Une bourrasque bien plus violente que les précédentes envoya l'esquif rouler sur bâbord, le transformant en centrifugeuse. Guillhem sentit les cyborg de l'équipage passer sur un mode de communication propre à eux. Ce qu'il en percevait s'approchait vaguement de l'expérience de télépathie qu'il avait ressenti, et un vague mal à l'aise emplit son esprit. De longues minutes, la situation sembla ne pas s'arranger. Parfois, l'adjudant sentait les moteurs de la navette s'allumer avant de s'éteindre à nouveau, vaines griffes sur un oiseau de proie indomptable, se débattant furieusement pour détrousser son chasseur. Guillhem serrait les dents, fermait les yeux, tentant vainement de retrouver cet état de paix qu'il avait éprouvé au contact des chants antiques de Naneyë. Mais plus aucun soldat ne semblait disposé à chanter.

Lorsque le bâtiment retrouva son assiette, le jeune homme crut d'abord que ses perceptions lui jouaient des tours. Il comprit et accepta cet état de fait lorsque, ayant consulté les relevés télémétriques que lui indiquaient les senseurs de son nouveau corps de cyborg, il ne put réfuter une vérité scientifiquement établie.
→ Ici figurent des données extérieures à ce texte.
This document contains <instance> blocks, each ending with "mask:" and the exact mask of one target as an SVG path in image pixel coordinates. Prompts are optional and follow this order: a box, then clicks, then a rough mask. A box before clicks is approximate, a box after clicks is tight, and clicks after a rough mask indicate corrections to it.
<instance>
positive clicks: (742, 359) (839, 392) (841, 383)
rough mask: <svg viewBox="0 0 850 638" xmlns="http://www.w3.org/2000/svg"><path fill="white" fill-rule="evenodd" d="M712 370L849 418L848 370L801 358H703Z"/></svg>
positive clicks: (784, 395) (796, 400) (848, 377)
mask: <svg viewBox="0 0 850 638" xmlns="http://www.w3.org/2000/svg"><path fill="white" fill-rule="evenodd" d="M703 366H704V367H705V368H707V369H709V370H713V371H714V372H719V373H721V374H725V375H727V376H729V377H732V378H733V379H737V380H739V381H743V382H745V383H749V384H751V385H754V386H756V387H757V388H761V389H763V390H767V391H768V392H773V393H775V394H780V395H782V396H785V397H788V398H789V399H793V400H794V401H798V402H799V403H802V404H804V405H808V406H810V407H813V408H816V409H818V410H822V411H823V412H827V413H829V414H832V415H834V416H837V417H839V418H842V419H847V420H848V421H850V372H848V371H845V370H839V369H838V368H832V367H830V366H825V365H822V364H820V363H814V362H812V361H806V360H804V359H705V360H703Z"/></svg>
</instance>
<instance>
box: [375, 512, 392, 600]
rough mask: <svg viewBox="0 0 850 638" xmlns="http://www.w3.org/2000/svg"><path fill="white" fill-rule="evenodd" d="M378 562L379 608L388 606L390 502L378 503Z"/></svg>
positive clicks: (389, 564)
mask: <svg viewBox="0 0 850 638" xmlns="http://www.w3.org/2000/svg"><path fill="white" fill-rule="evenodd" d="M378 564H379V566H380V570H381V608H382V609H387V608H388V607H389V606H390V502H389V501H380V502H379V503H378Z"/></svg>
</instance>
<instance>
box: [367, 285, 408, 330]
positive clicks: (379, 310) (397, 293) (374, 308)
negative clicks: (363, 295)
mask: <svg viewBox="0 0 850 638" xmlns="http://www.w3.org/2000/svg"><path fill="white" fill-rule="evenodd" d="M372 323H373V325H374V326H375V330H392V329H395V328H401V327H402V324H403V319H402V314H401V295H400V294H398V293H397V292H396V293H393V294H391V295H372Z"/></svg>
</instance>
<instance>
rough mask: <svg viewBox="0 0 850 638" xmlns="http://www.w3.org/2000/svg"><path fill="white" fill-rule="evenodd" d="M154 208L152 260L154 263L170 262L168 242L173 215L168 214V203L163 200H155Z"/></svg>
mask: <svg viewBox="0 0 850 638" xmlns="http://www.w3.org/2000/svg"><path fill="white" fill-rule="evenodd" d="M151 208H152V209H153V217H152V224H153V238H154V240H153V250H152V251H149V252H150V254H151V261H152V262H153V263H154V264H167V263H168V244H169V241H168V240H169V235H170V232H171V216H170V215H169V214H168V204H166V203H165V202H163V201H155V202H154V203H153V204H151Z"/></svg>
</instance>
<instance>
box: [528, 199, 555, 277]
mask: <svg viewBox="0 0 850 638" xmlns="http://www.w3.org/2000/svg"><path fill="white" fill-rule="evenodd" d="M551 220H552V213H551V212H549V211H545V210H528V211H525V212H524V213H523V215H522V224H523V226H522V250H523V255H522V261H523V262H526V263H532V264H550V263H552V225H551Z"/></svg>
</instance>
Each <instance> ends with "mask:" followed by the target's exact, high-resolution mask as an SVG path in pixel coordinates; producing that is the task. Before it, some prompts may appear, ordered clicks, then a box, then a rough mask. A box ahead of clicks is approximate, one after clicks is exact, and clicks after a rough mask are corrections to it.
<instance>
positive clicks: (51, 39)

Une question s'imposa alors à lui : pourquoi restait-il en lui trace de ce bouillonnement de mouvements, de tourbillons et de voltes infinies à la frontière d'un monde et de l'espace environnant ? Il ne put apporter de réponse, la main ganté d'acier de Flinn se posa sur son épaule.

- Tout va bien ? demanda ce dernier.
- Je crois que oui, mon commandant.
- Un vulgaire jet stream, commenta Flinn. Un courant de haute altitude trop mince pour être repéré. Je crois que nous pouvons dire merci à notre pilote. Sans son tact et son expérience ...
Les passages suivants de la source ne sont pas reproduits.